If you would like to add this Cash Ratio widget to your site, please copy and paste the code above onto your website.

#### Cash Ratio Calculation Examples

Company A

Cash: \$50,000
Treasury Bills: \$10,000
Marketable Securities: \$5,000
Total Current Liabilities: \$70,000

Cash Ratio = (50,000+10,000+5,000)/70,000 = 0.93

Company A Cash Ratio = 0.93

Company B

Cash: \$100,000
Treasury Bills: \$60,000
Marketable Securities: \$0.00
Total Current Liabilities: \$150,000

Cash Ratio = (100,000+60,000)/150,000 = 1.07

Company B Cash Ratio = 1.07

### Cash Ratio Definition

Cash ratio is a company’s ratio of cash and cash equivalents to its total current liabilities. This formula is most often used to gauge a business’ liquidity. Potential investors or creditors frequently look to cash ratio when determining a company’s capacity to repay debts—including how much it could feasibly repay, and how much time it would need to do so.

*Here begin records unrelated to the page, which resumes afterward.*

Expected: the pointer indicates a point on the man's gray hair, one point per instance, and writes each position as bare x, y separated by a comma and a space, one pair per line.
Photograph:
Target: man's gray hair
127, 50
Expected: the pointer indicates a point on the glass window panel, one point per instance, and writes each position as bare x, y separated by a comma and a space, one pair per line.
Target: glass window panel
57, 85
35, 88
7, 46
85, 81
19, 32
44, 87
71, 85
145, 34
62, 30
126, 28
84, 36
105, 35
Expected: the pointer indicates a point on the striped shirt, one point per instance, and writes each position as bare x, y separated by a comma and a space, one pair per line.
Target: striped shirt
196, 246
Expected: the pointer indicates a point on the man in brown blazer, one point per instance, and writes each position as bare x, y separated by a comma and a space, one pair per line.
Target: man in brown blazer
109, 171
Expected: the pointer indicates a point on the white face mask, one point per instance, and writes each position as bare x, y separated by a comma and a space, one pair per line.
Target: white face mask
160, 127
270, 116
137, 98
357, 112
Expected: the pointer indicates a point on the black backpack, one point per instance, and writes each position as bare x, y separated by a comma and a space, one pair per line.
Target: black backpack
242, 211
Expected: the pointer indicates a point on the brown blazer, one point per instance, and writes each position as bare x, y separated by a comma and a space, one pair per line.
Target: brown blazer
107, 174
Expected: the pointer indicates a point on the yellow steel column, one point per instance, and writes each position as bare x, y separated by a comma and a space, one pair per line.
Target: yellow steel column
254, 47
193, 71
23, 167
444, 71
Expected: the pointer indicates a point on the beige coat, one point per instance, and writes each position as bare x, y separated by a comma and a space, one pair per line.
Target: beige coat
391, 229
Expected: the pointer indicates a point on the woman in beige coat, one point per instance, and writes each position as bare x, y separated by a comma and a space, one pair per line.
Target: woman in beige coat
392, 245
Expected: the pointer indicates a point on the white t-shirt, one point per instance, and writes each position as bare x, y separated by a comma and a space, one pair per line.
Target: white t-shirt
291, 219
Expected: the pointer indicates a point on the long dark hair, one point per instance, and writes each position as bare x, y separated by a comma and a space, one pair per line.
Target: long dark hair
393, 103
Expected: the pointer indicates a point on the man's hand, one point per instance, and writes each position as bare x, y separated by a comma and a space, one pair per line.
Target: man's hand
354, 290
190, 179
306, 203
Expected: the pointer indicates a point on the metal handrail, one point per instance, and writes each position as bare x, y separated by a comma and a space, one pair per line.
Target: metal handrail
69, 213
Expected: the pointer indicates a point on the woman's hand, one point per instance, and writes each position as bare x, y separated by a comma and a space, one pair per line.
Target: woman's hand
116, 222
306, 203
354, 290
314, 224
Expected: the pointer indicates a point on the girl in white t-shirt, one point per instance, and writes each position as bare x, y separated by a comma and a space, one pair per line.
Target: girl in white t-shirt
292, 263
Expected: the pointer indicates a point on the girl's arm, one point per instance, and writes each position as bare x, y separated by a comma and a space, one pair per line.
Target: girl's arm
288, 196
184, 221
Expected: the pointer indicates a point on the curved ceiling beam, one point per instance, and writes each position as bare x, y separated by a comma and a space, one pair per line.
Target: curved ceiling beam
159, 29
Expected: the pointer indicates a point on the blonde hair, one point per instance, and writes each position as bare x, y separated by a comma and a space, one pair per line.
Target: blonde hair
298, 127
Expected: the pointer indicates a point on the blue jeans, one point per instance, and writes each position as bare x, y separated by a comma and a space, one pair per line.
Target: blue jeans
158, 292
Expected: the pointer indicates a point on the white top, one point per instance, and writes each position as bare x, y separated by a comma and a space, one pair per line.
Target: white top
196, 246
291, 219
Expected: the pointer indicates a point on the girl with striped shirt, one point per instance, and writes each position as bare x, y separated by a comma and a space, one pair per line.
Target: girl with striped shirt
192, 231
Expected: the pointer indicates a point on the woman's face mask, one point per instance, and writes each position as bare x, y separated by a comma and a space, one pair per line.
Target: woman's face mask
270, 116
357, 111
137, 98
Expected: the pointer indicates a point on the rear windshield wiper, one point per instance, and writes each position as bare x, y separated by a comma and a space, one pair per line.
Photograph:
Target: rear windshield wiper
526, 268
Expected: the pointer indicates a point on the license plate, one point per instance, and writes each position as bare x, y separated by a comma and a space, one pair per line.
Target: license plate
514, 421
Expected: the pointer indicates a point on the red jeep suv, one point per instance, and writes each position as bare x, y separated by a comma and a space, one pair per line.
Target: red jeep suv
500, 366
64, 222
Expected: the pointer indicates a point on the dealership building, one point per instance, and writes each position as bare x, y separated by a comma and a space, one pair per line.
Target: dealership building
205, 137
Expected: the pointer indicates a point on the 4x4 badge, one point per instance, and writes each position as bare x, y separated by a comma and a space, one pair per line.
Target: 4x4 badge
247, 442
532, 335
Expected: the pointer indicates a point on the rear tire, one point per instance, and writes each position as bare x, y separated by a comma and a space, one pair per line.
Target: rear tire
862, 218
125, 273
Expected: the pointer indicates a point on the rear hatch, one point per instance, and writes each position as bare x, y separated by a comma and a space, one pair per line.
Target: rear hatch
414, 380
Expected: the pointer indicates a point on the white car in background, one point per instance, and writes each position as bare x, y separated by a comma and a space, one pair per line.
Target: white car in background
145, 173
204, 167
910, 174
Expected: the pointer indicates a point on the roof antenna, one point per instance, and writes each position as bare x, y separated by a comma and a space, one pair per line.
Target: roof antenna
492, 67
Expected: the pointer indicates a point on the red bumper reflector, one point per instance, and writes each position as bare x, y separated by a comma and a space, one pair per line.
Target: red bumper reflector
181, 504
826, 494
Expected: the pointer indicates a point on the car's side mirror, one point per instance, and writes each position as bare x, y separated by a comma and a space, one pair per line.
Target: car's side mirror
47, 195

• Important Note: Cash ratio is known as an extreme assets ratio, since only immediate cash and cash equivalents are measured. Because accounts receivable and inventory are not included in this equation, cash ratio should only be used as a contributing tool in estimating a company’s total monetary worth.
• Cash Equivalents: Cash equivalents are assets that can be converted to cash immediately when and if necessary. Examples include—but are not limited to—treasury bills and marketable securities.

#### Useful Info

Most creditors and financial experts consider cash ratios of 1.00 and higher as representative of the optimal range. This ratio level indicates a company’s likelihood of being able to pay its current liabilities within an acceptable period of time.

Typical businesses, however, will commonly have a cash ratio of slightly less than 1.00. This is due to the fact that companies do not generally maintain cash and cash equivalents numbers which equal or exceed their liabilities—as existing idle funds can be utilized to generate more business or revenue.